Gold-tracking exchange-traded funds (ETFs) have experienced substantial outflows this year, amounting to billions of dollars. Bloomberg intelligence analyst Eric Balchunas reported on Feb. 14 that the leading 14 gold ETFs have collectively lost $2.4 billion in outflows. Only three ETFs have seen minor inflows, while the largest outflows were recorded by BlackRock’s iShares Gold Trust Micro and iShares Gold Trust, losing $230.4 million and $423.6 million, respectively.
In contrast, approved spot Bitcoin ETFs have witnessed significant inflows totaling $3.89 billion this year, according to preliminary data from Farside, alongside record-breaking volumes.

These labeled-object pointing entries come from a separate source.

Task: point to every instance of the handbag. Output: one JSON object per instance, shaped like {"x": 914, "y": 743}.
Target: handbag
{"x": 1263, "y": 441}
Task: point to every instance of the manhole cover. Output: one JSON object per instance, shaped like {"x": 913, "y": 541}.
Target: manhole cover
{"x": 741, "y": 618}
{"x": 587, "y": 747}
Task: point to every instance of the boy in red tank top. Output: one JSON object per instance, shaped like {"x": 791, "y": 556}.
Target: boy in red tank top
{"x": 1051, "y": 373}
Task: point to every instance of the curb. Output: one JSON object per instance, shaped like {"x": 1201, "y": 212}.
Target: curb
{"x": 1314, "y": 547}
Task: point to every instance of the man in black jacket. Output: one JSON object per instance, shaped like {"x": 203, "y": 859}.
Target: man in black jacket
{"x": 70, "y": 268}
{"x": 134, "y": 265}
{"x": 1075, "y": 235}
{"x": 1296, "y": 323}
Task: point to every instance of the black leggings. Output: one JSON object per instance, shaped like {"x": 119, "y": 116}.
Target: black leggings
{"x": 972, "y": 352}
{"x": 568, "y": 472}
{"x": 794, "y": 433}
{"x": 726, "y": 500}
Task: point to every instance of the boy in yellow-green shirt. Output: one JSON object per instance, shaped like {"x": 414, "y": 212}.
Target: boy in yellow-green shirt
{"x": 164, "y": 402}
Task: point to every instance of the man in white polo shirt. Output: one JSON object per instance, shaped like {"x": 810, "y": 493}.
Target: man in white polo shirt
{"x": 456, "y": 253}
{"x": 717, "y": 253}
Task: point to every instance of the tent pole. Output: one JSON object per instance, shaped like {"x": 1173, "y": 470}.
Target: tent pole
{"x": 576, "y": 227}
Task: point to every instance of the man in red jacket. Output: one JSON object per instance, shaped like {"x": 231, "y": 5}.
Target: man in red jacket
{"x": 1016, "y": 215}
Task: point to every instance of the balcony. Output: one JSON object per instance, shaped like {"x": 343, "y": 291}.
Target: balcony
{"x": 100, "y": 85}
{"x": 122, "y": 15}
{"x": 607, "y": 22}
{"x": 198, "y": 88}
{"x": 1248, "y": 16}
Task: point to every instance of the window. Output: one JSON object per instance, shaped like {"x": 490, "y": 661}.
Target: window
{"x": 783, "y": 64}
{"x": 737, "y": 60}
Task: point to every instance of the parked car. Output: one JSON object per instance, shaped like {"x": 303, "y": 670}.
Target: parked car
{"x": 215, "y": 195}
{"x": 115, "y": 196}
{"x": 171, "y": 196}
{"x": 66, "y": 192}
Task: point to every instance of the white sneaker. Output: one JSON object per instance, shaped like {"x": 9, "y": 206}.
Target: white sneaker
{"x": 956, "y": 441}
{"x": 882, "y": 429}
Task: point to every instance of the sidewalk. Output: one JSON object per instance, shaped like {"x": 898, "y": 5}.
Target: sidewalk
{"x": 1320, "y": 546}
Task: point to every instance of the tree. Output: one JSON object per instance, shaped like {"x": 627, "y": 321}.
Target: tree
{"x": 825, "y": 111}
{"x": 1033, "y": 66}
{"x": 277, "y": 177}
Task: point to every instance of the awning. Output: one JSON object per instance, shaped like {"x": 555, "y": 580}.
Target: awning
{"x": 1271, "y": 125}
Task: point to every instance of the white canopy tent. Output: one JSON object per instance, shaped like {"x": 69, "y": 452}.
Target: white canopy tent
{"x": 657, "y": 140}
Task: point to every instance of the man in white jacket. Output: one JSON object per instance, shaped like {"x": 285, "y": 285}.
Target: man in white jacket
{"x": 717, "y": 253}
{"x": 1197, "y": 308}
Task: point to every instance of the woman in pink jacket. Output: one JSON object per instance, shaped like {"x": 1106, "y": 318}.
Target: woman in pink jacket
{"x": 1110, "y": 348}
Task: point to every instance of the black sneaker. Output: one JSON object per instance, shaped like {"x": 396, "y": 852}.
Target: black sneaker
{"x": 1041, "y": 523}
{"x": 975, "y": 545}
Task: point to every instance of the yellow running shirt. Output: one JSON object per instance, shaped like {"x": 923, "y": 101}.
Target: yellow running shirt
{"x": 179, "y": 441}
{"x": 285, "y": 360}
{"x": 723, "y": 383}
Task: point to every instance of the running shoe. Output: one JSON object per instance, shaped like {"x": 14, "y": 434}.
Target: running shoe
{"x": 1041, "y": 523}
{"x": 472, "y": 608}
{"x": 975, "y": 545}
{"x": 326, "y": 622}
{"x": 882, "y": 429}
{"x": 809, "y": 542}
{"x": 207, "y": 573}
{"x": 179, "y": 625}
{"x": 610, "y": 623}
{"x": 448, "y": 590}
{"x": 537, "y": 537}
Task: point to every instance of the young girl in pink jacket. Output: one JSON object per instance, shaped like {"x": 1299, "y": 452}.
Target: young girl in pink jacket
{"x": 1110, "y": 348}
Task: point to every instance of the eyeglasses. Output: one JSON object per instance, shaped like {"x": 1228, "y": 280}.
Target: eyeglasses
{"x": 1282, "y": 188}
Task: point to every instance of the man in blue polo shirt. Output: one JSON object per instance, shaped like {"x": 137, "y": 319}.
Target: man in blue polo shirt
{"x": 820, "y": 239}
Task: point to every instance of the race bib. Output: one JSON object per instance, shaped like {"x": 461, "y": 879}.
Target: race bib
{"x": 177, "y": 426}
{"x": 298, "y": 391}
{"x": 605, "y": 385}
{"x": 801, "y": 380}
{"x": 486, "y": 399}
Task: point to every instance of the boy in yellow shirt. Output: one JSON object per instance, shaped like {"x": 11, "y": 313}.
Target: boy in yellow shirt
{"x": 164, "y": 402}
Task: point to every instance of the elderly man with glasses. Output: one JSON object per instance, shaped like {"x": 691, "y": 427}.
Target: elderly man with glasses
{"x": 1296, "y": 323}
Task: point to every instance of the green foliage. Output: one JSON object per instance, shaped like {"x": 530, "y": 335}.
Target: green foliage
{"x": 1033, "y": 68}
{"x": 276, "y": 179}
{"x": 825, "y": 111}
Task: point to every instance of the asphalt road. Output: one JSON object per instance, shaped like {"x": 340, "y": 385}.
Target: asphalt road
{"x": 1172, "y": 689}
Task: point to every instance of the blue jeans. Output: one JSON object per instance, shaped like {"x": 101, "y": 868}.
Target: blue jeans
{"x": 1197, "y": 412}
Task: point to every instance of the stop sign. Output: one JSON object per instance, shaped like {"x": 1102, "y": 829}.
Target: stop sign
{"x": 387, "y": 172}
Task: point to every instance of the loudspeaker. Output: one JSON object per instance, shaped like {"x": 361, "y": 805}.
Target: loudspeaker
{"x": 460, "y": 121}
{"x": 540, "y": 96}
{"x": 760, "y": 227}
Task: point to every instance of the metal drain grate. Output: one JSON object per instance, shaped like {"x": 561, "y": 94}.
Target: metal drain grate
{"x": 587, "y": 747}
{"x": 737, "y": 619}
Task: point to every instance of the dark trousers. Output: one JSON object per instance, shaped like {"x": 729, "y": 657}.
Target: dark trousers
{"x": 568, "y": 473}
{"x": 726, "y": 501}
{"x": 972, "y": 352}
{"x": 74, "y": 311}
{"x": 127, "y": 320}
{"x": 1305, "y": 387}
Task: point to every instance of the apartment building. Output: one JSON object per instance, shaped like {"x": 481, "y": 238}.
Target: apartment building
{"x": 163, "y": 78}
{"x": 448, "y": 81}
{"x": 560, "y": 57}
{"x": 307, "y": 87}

Portfolio manager “Bitcoin Munger” noted, “Not only is Bitcoin sucking up funds, but gold is hemorrhaging AUM at an alarming rate across many ETFs.”
Eric Balchunas suggested that gold ETF investors might not necessarily be migrating en masse to Bitcoin ETFs, but rather succumbing to “US equity FOMO.”
The divergence in ETF flows is further highlighted by the contrasting performance of gold and Bitcoin. Gold prices have declined by 3.4% since the beginning of the year, reaching a two-month low of $1,993 per ounce on Feb. 14. In contrast, Bitcoin prices have surged by 23.5% over the same period, hitting a two-year high of $52,483 on Feb. 14.
The World Gold Council attributed gold’s lackluster performance to global gold ETF outflows and a reduction in speculative positioning. Long-term Treasuries and the US dollar, driven by strong upside US economic surprises, also served as headwinds.
Despite earlier predictions by Bloomberg senior commodity strategist Mike McGlone that gold would outperform Bitcoin in 2024, the current trends indicate a different reality.
Both gold and Bitcoin are often compared for their shared store of value properties and their status as go-to investments during economic and geopolitical turmoil.